Posted by John PM at 8:48 PM on May 5
I’ve said it before I’ll say it again. Once people in a democracy figure out they can vote themselves money it is doomed to fail. This why our wise founders gave us a republic, which we have sadly basically undermined. We have gone from a populist, protectionist country, to a democratic fascist socialist,one worlder, and I see no relief in sight.
Posted by at 10:57 PM on May 5
Pigford seems an apt name for someone who wants so much from the public trough.
It makes me feel really good for having had to save up for a $1000 dental crown while paying taxes to support this travsty.
Posted by Michael C. Scott at 3:16 AM on May 6
here is the NYT in 2003.
“As part of a settlement for the case in 1997, the Agriculture Department agreed to let farmers seek $50,000 settlements in cases where the government determined that it had discriminated. Washington has paid $634 million in 12,690 cases and denied 8,540 cases.”
Rubin doesn’t actually cite any figures for how many were paid out since then………..
So 12,690 claims were honored, and there were 33,000 black farnmers when the settlement was reached (it is irrelevant what was going on 15 years later).
So about a third of black farmers successfuly claimed discrimination in loaning practices.
There may or may not have been fraudulent claims, but there is nothing extraordinary about these figures.
There should have been a higher burden of proof, then we woudn’t be having this pointless discussion now.
Just how alert are AMREN readers?
Posted by elitist at 4:15 AM on May 6
The government did a good job of keeping this from the public. Our money being wasted because of White guilt.
Posted by at 8:02 AM on May 6
A running joke in Chicago is that after a Chicago Transit Authority accident, there are blacks running up to and getting on the bus in order to get in on any civil settlement resulting from the accident. So blacks have simply translated this “free money” behavior to other areas of legal endeavor.
Posted by at 10:49 AM on May 6
“Pursuant to the terms of the settlement more than $700M in claims were paid out and more than $100M in administrative costs have been rung up, for a total of nearly a billion dollars. But that was not enough.”
When will this massive payout for white guilt stop? Is it black farmers that feed the nation? Do we even import food from any majority black nations? Isn’t the flow of food completely in the other direction?
Posted by Sardonicus at 4:02 PM on May 6
It is not only government paying out bigtime, corporations are losing billions due to fraud and corruption by blacks, and that is why the dollar is losing value daily. The smart money knows this and are moving investments to nations with fewer “problems”.

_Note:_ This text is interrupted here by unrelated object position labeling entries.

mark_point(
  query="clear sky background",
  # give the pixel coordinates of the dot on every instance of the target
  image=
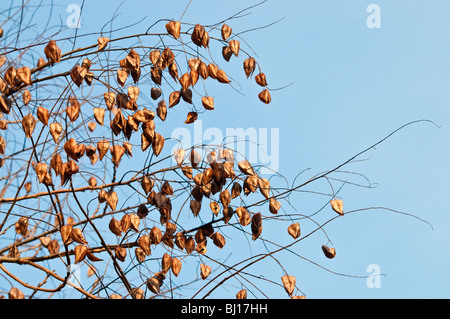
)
(350, 87)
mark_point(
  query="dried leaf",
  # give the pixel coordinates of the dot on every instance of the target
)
(288, 283)
(205, 271)
(338, 206)
(28, 124)
(294, 230)
(329, 252)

Posted by Lars at 7:25 PM on May 6
Is it possible that Gov’t charity payments to blacks exceed the amount blacks “earn” each year in the private sector?
Posted by at 11:19 PM on May 7
“Is it possible that Gov’t charity payments to blacks exceed the amount blacks “earn” each year in the private sector?”
No.
http://www.success-and-culture.net/articles/recip.shtml
Blacks get around $718 (1999) EACH more than they pay to government. This means that Blacks are essentially parasites on Asians (-$1730) and Whites (-$651) when it comes to government goods and services. Any you wonder why Blacks are the core support of the Democratic party and why Democrats continually promote gun control to keep their felon base alive?